I'm not sure how you think replacement comes into play here.

Given sets $X$ and $Y$, we can as you say form the set $X\times Y$ without invoking replacement in any way. Now, for any formula $\varphi(x, y)$ we can form the set $$R_\varphi=\{\langle x, y\rangle\in X\times Y: \varphi(x, y)\}$$ as follows:

Before I do this, note that this is not as trivial as it may first appear: "$\varphi(x, y)$" is a formula of two variables, not a formula of a single (ordered pair) variable. This is why I've used the angle-brackets notation for ordered pairs.
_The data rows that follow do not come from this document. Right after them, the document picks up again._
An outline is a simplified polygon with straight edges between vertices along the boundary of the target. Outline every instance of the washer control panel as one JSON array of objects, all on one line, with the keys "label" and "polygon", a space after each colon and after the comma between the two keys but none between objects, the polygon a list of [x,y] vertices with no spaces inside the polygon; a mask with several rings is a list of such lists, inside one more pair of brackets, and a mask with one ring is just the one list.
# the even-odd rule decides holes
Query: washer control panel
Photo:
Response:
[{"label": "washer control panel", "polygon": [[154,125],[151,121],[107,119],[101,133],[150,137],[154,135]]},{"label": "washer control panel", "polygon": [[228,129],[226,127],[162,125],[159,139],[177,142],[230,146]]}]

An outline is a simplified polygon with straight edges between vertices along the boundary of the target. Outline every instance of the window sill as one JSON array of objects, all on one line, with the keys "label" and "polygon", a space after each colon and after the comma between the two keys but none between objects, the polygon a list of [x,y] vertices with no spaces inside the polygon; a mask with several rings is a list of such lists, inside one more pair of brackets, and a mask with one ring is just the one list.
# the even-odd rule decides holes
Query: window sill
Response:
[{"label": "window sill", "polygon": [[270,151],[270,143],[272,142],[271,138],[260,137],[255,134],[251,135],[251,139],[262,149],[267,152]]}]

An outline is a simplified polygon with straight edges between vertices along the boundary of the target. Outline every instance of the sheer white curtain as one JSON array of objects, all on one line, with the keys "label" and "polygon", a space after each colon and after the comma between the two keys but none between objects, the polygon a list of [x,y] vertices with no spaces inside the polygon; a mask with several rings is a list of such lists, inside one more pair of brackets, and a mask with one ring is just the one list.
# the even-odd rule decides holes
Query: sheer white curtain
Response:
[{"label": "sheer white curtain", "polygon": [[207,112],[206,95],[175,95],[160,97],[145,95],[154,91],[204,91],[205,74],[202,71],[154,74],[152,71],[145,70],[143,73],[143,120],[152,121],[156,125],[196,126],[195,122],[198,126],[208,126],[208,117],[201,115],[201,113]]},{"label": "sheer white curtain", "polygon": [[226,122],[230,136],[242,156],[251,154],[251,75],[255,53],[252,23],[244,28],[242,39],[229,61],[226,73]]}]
Namely, let $\psi_\varphi(z)$ be the formula "there are $x\in X, y\in Y$ such that $z=\langle x, y\rangle$ and $\varphi(x, y)$." Then $$R_\varphi=\{z\in X\times Y: \psi_\varphi(z)\},$$ which exists by separation. If, now, $\varphi$ happens to have the property that for each $x\in X$ there is exactly one $y\in Y$ with $\varphi(x, y)$, the set $R_\varphi$ is in fact a function. So replacement plays no role here.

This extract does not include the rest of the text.